The film could have been didactic, but the actors certainly embrace their roles. The subplot of the daughter for the local "boss" interacting with the wife/teacher - and Reza (the actor and character share the same name, perhaps casting was not just based on jawline but deeper than skin?) has a journey to Tehran as part of his awakening on how pervasive the corruption is, and what it does to "good people."
Will he fight the power to a bitter end, or will it be a "you can't beat them so join them" - even if you may guess, the film is eminently watchable.
Add in a sort of Soprano's in Iran feel, and a possible homage to Tarkovsky (a house in flames), and definitely the symbolic nature of water. Are there really such underwater hot spring cave confessionals, Reza's body language - and direction - changes on the last shot from there.
All well done.
But to me the minor miracle - this was filmed *in Iran* where the director's films have been banned afaik. While this is well off the screen, it offered me some small solace and hope - perhaps like here in the US, graft and corruption are pervasive, but in Iran may be there are ways for a more complicated and civilized man, farmer or film director to exist.

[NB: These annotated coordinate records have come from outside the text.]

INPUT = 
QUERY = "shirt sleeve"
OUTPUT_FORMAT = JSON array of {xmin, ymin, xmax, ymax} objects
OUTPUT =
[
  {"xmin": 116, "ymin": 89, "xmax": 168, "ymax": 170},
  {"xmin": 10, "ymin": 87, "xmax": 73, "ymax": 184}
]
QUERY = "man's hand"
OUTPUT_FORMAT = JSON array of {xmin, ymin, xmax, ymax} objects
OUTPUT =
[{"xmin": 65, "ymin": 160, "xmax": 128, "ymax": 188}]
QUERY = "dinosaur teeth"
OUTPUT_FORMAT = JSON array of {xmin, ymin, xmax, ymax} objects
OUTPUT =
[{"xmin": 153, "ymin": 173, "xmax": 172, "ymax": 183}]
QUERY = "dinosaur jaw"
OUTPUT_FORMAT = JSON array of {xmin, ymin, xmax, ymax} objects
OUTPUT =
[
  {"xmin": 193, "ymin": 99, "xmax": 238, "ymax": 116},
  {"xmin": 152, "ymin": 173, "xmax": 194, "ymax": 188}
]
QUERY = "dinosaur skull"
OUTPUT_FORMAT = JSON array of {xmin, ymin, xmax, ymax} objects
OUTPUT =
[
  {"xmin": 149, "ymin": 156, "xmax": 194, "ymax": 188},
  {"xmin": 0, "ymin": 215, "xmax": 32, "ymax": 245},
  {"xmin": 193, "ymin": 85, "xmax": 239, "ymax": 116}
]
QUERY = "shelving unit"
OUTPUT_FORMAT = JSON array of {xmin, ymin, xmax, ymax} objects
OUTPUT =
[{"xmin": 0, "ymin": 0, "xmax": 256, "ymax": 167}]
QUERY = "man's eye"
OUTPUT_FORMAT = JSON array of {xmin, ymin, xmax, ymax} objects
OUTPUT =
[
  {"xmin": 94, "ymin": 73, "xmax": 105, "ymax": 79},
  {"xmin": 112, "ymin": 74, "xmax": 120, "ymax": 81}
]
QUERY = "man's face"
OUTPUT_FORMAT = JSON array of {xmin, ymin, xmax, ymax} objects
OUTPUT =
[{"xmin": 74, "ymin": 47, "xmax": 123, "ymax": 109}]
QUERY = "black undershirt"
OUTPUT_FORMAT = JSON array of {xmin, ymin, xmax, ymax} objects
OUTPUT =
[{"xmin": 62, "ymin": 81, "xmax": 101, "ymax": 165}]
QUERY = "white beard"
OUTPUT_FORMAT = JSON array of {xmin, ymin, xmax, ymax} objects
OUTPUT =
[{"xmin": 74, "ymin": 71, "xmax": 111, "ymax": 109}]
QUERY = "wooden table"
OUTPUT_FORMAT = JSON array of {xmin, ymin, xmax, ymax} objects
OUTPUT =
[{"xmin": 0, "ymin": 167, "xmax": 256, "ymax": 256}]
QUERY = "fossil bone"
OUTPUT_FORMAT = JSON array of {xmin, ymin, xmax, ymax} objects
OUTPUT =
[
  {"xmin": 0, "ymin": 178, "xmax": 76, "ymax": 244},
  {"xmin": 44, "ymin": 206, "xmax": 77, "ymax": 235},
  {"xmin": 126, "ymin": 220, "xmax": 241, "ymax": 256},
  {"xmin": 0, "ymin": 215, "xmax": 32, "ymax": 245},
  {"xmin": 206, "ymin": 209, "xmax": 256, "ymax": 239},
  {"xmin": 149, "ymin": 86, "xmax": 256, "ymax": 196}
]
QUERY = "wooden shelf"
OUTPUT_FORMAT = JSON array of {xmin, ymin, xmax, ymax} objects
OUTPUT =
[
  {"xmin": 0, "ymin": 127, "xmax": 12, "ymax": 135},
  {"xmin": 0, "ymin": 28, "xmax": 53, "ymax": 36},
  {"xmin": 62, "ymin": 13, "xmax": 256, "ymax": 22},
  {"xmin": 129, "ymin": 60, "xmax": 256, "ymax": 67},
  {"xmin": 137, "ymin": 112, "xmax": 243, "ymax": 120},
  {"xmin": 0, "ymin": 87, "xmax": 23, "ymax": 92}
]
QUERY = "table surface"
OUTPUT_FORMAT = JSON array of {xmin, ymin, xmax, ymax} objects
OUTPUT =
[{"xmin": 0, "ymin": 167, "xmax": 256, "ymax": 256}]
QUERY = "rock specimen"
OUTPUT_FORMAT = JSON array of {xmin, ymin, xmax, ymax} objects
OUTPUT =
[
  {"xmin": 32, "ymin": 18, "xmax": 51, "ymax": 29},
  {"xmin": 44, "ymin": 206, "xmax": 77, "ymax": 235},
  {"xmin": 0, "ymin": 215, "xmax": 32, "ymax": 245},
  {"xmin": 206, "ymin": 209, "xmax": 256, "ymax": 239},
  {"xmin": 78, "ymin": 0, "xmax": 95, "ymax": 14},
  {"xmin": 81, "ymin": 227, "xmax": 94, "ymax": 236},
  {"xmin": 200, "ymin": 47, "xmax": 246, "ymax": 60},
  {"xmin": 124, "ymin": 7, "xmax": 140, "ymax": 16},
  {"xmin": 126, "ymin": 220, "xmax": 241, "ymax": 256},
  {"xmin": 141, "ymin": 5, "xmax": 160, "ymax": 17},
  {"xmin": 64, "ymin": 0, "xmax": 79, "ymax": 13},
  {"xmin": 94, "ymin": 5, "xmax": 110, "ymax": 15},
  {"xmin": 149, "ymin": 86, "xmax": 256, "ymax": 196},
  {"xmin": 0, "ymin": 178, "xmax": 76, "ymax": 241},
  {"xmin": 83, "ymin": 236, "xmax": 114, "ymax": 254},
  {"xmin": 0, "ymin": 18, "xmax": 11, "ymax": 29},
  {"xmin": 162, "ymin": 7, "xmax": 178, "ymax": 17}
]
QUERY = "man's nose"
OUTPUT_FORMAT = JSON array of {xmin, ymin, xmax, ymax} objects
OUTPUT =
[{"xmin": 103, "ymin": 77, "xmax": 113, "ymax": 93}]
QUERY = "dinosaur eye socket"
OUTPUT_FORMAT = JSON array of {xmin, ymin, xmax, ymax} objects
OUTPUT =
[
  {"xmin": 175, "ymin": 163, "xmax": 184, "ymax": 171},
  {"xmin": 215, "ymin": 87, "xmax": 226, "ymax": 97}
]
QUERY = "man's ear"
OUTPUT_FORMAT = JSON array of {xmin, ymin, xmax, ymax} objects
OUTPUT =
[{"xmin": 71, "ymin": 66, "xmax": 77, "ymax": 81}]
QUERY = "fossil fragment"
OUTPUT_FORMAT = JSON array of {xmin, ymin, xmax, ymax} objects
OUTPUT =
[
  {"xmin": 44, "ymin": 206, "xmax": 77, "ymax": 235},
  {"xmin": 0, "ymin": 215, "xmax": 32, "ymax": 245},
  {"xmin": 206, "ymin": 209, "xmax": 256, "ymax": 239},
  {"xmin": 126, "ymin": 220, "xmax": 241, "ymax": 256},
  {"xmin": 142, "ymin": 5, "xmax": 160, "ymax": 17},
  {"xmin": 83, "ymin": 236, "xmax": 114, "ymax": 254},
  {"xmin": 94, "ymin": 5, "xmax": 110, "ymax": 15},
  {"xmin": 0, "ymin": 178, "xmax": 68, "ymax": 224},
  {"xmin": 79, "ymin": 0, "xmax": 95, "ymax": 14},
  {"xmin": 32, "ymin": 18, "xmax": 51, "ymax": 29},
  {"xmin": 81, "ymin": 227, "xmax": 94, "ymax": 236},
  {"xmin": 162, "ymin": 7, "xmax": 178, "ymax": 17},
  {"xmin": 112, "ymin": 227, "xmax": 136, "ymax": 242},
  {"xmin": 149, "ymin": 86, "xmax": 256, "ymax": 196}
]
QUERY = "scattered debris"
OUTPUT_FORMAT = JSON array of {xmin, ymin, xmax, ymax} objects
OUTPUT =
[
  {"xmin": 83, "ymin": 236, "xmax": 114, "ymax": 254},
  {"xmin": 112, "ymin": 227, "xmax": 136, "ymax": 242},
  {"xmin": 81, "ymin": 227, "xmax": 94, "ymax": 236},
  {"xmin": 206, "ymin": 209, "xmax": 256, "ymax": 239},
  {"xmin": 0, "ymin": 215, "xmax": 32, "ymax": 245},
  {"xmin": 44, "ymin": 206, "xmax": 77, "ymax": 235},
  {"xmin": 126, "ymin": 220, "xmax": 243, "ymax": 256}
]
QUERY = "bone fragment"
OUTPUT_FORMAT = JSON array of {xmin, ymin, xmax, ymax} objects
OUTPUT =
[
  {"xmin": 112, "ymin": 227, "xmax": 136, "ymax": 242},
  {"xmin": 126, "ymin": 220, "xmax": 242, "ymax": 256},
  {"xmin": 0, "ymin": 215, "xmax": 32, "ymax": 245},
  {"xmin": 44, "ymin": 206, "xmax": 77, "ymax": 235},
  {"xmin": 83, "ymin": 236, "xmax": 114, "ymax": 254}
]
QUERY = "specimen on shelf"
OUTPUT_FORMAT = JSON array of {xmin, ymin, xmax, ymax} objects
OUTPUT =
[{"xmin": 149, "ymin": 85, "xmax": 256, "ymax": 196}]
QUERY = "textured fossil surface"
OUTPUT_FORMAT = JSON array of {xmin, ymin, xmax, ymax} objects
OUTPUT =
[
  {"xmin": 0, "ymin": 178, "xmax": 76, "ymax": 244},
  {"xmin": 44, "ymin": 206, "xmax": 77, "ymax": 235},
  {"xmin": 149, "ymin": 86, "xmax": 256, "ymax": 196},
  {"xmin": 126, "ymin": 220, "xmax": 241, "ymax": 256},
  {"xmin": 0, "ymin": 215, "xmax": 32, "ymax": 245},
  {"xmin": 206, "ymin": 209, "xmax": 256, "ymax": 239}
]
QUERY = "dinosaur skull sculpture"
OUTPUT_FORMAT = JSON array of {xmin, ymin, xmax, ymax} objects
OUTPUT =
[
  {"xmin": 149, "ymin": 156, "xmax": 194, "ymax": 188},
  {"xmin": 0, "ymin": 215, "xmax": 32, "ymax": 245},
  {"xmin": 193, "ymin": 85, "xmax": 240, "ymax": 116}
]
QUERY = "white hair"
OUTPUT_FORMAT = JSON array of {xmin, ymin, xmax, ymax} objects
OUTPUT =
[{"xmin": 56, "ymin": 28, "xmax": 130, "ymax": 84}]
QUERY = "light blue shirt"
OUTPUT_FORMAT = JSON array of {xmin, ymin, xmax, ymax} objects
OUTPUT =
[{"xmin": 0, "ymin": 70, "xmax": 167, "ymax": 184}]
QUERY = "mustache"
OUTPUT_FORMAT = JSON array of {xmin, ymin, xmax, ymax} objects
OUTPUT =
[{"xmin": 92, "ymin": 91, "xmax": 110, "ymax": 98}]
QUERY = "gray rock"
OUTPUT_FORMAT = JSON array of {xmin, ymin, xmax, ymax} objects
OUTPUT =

Not flourish per se, but corruption while dominant may not be as absolute as we fear?
The film does a fine job from plot to cinematography to casting. IF a man glowers better than Reza Akhlaghirad in any country or any language, I'd like to know. We know shades of him, but his piety (not necessarily denominational) is as prominent a feature on his face as his permanent 5 o'clock shadow.
His partner, the beautiful Soudabeh Beizaee, offers devotion and grace, but introduces the idea of maybe there being some gray space between the ideal and the real.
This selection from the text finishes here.